Lara Mallien  Kaarina, wie bist du dazu gekommen, die Mythen der Sami zu erforschen?

Kaarina Kailo  Für eine aus Finnland kommende vergleichende Literaturwissenschaftlerin, die matriarchale Mythen erforscht, war es naheliegend, sich mit der Kultur der Sami zu befassen. Das samische Siedlungsgebiet Sápmi liegt auf schwedischem, norwegischem, russischem und eben auch finnischem Territorium. Als ich Professorin an der Concordia University in Montreal war, lud ich die samischstämmige Studentin Rauna Kuokkanen ein, mit mir ein Forschungsprojekt zu indigenen nordamerikanischen und samischen Traditionen durchzuführen. Dabei erkannten wir, wie viel von der Sami-Kultur bereits verlorengegangen ist, weil diese durch kirchliche Umdeutung überlagert wurde. Derzeit erforsche ich nordische Mythen und stoße auf viele Spuren – etwa auf eine Göttin, bei der ich mich fragte, ob sie zu den Sami oder zu den Finnen gehört; letztlich kam ich zu dem Schluss, dass es eine Große Muttergöttin, die Goldene Frau, gibt, die in den verschiedenen Kulturen unter verschiedenen Namen und Gesichtern bekannt ist. Bei den Sami wird sie Máttaráhkká genannt.

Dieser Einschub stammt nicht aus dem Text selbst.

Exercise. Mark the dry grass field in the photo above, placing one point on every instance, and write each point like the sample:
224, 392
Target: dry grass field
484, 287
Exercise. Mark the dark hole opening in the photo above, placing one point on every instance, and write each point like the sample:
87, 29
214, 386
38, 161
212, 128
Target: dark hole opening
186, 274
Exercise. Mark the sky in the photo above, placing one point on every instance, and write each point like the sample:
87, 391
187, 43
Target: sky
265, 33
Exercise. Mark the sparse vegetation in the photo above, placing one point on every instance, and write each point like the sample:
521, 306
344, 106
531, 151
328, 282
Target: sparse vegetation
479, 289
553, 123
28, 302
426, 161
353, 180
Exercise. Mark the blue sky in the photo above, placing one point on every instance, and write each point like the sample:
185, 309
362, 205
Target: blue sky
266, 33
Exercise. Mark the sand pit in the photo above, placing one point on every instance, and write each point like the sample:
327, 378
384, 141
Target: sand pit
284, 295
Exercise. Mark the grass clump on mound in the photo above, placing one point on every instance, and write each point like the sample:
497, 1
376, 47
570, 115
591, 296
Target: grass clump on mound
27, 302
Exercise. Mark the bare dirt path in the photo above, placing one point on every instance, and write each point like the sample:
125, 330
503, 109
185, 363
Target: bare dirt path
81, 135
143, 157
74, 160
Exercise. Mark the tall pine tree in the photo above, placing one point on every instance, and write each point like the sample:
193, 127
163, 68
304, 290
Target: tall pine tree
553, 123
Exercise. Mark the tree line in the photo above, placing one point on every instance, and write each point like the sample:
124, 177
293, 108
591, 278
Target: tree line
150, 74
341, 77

Matthias Fersterer  Ich kenne Máttaráhkká aus Sissel Horndals Bilderbuch »Mátta-ráhkkás weite Reise«, das ich gerade meinen Kindern vorlese.

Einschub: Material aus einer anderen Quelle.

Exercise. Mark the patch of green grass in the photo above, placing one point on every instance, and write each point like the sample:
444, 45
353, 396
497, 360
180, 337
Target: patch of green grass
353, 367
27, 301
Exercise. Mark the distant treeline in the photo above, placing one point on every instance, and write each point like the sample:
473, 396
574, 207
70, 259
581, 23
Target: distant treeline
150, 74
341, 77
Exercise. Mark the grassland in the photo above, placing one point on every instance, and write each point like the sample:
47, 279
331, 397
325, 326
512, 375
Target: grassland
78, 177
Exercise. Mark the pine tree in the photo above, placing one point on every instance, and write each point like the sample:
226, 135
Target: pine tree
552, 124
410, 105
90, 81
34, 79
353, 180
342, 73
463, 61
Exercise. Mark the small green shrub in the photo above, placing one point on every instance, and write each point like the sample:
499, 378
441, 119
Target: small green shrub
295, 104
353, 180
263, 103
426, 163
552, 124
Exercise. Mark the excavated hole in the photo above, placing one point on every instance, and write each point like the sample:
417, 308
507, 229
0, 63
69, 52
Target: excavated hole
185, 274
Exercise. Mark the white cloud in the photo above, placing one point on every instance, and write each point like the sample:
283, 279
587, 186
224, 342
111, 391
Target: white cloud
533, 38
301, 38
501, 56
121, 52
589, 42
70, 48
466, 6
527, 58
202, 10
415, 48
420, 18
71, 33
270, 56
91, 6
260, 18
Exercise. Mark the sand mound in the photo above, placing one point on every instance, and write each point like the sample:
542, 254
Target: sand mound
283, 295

KK  Sie verkörpert dieselben Prinzipien des Werdens und Vergehens wie die Göttinnen anderer nordischer Kulturen. Ich versuche, diese verschiedenen Ausprägungen in einem Buch zusammenzuführen. Dabei taste ich mich an verschiedene Traditionsschichten heran – die samischen, finnischen und slawischen Mythologien durchdringen sich und sind nicht klar voneinander abgrenzbar, denn im Neolithikum gab es die heutigen Landesgrenzen nicht. Die vergleichende Mythologie der modernen Matriarchatsforschung weist dabei den Weg.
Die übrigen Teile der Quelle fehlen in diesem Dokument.